Tag Archives: Web

Future transports

On Sunday morning during FSCONS 2010, in the room “Torg 4 South” I did a 30 minute talk about a few future, potentially coming network protocols for transport. A quick look at the current state, some problems of today and 4 different technologies that have been and are being developed to solve the problem.

I got a fair amount of questions and several persons approached me afterwards to make sure they got a copy of my slides.

The video recording is hopefully going to be made available later on, but until then you can read the slides below and imagine my Swedish  accent talking about these matters!

Future transports

You can also download the slides directly as a PDF.

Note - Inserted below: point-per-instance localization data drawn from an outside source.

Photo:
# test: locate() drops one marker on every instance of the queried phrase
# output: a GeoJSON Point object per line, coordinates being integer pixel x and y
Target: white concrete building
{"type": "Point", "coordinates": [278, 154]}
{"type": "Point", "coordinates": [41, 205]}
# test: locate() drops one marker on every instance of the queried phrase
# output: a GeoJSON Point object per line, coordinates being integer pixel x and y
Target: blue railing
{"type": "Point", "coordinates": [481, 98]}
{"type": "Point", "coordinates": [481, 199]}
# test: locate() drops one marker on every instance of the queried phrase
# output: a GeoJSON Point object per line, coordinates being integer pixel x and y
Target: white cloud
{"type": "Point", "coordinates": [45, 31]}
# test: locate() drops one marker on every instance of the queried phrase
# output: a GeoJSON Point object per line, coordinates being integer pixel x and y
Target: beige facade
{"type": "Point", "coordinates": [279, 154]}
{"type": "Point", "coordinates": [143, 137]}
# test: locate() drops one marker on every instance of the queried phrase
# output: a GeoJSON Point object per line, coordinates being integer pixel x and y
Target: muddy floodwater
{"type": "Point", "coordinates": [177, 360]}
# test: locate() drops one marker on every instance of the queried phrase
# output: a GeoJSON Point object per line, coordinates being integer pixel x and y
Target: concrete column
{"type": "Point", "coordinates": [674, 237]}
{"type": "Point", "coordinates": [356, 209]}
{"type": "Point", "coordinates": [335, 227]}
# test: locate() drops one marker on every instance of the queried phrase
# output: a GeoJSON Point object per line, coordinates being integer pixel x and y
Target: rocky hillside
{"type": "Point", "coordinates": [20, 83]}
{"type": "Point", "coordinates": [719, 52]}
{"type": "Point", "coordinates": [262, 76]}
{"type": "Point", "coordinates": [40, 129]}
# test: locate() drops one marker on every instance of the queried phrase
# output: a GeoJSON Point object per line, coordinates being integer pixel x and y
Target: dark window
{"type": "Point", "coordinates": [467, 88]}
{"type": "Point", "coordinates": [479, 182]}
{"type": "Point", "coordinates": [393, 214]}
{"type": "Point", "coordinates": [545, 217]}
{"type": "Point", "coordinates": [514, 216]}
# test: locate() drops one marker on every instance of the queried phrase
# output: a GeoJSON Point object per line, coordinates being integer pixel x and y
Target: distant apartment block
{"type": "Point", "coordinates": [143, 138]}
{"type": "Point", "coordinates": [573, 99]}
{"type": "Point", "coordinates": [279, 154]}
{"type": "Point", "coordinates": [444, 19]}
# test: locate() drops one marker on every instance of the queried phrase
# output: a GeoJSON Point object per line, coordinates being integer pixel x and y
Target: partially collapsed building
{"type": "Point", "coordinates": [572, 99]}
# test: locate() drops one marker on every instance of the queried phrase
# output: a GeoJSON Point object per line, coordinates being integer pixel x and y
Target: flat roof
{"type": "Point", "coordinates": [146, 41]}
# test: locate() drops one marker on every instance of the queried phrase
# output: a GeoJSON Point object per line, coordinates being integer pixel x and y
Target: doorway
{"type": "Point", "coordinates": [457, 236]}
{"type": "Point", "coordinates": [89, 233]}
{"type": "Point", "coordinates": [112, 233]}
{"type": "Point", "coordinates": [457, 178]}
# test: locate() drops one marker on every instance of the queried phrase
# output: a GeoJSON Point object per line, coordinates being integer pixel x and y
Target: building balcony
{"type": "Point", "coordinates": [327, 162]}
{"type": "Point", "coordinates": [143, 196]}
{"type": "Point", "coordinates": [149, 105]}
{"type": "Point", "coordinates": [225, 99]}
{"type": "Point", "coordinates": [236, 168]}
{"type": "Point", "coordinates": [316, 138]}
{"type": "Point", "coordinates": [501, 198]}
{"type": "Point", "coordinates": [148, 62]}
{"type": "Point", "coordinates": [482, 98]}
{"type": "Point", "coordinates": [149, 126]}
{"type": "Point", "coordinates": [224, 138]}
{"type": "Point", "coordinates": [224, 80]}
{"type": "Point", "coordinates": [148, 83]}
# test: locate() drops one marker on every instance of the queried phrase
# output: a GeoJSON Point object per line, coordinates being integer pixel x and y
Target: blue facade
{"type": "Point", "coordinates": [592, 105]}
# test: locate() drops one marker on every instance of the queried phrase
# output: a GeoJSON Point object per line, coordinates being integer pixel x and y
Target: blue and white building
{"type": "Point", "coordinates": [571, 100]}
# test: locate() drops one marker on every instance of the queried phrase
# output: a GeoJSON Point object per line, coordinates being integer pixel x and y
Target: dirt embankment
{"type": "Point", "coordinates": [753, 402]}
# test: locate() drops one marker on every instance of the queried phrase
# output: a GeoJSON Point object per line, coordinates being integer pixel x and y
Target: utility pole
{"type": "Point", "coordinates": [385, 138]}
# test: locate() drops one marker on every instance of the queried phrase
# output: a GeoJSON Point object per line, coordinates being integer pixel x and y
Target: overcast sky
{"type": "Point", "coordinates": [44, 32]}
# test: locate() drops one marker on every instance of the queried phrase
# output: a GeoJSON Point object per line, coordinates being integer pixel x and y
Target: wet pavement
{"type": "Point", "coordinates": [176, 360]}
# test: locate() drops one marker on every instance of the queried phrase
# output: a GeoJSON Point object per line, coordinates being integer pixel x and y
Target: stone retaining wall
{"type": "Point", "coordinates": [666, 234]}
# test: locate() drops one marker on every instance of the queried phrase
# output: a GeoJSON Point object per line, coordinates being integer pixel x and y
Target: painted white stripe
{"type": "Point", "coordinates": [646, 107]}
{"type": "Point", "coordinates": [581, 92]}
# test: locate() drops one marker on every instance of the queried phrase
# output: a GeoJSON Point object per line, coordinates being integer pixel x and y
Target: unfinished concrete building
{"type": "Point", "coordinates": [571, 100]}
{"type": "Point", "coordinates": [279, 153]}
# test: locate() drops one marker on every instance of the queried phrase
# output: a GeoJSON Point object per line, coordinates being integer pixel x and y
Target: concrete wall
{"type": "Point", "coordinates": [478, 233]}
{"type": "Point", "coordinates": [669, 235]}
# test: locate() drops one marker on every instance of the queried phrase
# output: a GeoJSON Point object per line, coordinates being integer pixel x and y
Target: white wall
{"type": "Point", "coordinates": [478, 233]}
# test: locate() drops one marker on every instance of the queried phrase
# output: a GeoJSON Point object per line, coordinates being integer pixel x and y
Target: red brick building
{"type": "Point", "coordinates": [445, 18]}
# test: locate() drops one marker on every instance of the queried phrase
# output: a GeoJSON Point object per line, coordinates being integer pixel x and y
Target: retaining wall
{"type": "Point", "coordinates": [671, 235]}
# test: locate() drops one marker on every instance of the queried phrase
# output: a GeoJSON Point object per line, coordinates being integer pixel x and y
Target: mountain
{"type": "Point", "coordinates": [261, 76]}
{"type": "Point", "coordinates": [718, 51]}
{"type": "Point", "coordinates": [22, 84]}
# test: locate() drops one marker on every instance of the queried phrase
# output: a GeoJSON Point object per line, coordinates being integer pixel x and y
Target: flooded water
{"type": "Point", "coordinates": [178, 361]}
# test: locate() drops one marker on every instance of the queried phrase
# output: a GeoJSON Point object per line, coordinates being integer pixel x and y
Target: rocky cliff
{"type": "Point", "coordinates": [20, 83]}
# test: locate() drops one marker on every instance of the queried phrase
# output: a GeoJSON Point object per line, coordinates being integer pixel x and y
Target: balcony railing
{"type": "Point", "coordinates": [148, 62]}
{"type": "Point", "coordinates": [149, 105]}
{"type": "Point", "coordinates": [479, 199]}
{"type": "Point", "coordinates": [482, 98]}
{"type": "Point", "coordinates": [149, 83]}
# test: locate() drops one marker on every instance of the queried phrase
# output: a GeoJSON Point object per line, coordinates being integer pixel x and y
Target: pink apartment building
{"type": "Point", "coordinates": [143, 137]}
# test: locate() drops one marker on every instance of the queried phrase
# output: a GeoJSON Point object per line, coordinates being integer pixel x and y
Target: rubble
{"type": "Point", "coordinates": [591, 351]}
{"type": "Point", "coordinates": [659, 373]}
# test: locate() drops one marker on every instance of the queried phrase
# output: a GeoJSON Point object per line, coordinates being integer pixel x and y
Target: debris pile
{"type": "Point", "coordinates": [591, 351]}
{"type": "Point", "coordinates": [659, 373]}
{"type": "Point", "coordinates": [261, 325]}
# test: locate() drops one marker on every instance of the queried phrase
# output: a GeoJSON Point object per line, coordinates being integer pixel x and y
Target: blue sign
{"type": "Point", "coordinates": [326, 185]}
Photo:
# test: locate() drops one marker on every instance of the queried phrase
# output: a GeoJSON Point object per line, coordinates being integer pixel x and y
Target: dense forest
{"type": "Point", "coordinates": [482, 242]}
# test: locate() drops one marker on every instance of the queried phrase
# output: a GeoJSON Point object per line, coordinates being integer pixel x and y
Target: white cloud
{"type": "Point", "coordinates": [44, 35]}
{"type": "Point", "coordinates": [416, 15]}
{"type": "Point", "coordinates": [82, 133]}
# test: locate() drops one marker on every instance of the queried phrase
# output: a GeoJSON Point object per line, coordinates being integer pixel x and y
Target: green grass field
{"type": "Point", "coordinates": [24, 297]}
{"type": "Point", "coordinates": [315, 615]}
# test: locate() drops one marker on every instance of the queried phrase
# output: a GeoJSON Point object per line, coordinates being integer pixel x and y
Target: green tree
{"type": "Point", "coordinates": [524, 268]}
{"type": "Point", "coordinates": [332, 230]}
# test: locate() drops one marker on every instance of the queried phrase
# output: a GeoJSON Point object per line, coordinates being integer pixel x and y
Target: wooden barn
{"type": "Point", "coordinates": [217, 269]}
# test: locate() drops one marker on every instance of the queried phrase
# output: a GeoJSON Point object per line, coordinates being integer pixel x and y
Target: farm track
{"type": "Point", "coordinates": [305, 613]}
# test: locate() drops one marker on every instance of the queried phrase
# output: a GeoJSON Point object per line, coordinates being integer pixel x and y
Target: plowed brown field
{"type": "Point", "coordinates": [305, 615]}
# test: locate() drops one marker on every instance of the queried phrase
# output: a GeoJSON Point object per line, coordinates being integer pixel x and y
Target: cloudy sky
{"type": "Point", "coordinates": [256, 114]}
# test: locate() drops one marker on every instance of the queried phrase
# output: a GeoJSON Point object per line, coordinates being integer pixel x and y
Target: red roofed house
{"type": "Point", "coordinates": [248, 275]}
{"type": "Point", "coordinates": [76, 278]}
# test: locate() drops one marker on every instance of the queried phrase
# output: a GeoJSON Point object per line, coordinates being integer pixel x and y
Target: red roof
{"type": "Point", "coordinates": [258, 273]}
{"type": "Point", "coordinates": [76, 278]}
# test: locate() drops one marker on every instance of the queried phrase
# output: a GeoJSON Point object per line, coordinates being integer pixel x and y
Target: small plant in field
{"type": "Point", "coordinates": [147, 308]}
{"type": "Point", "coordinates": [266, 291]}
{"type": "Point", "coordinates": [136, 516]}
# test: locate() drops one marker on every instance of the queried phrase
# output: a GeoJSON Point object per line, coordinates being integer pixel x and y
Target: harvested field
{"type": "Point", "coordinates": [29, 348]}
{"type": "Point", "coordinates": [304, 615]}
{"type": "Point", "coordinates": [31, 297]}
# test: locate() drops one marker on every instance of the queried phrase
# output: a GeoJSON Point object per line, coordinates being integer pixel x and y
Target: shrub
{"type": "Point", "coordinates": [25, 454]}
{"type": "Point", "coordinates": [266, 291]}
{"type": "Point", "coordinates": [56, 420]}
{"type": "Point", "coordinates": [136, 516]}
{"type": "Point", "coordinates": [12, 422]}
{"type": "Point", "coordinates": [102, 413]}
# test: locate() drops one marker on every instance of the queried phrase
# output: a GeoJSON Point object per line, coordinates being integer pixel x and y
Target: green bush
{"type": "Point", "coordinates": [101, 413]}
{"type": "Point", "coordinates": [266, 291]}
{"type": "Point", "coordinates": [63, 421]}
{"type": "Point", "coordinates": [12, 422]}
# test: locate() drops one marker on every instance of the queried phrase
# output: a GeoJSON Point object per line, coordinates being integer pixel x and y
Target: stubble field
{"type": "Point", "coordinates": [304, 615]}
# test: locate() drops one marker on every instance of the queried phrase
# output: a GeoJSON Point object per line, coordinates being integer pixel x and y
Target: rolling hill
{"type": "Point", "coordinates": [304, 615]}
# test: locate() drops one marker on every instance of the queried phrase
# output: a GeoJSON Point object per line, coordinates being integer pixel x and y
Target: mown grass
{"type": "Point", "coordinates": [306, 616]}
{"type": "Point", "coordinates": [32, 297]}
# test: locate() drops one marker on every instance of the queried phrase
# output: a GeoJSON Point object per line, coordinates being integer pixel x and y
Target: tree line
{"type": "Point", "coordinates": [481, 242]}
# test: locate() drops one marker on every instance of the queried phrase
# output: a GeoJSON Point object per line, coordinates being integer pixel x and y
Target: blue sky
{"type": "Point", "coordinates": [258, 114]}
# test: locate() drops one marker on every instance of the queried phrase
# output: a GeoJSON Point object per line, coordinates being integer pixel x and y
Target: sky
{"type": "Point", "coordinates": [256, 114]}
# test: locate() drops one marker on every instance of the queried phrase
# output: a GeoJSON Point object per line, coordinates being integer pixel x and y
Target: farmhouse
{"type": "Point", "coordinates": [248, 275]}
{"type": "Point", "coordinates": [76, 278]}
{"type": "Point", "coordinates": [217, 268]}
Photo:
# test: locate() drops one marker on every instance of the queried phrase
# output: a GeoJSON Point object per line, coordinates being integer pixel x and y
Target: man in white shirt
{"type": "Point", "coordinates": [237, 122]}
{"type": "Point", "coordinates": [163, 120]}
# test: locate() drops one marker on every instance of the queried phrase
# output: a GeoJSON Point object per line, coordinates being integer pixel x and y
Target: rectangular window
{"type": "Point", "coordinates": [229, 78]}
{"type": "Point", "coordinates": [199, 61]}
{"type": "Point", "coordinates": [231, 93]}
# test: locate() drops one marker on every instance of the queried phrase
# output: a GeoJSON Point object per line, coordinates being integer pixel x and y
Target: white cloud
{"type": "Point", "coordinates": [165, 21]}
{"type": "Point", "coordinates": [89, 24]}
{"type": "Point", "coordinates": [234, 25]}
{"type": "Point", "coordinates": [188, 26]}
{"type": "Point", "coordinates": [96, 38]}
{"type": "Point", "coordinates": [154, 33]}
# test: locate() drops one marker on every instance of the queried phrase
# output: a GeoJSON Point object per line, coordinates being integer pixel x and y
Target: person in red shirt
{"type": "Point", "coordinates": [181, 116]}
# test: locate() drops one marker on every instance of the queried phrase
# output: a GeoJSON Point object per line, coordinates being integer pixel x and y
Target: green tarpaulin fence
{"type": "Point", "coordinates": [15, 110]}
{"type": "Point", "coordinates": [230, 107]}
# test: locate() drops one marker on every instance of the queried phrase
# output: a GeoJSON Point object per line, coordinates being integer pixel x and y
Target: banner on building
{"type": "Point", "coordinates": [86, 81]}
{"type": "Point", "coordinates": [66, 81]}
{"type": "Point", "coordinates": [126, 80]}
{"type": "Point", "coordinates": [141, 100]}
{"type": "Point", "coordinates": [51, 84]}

Testing 2-digit year numbers in cookies

In the current work of the IETF http-state working group, we’re documenting how cookies work. The question came up how browsers and clients treat years in ‘expires’ strings if the year is only specified with two digits. And more precisely, is 69 in the future or in the past?

I decided to figure that out. I setup a little CGI that can be used to check what your browser thinks:

http://daniel.haxx.se/cookie.cgi

It sends a single cookie header that looks like:

Set-Cookie: testme=yesyes; expires=Wed Sep  1 22:01:55 69;

The CGI script looks like this:

print "Content-Type: text/plain\n";
print "Set-Cookie: testme=yesyes; expires=Wed Sep  1 22:01:55 69;\n";
print "\nempty?\n";
print $ENV{'HTTP_COOKIE'};

You see that it prints the Cookie: header, so if you reload that URL you should see “testme=yesyes” being output if the cookie is still there. If the cookie is still there, your browser of choice treats the date above as a date in the future.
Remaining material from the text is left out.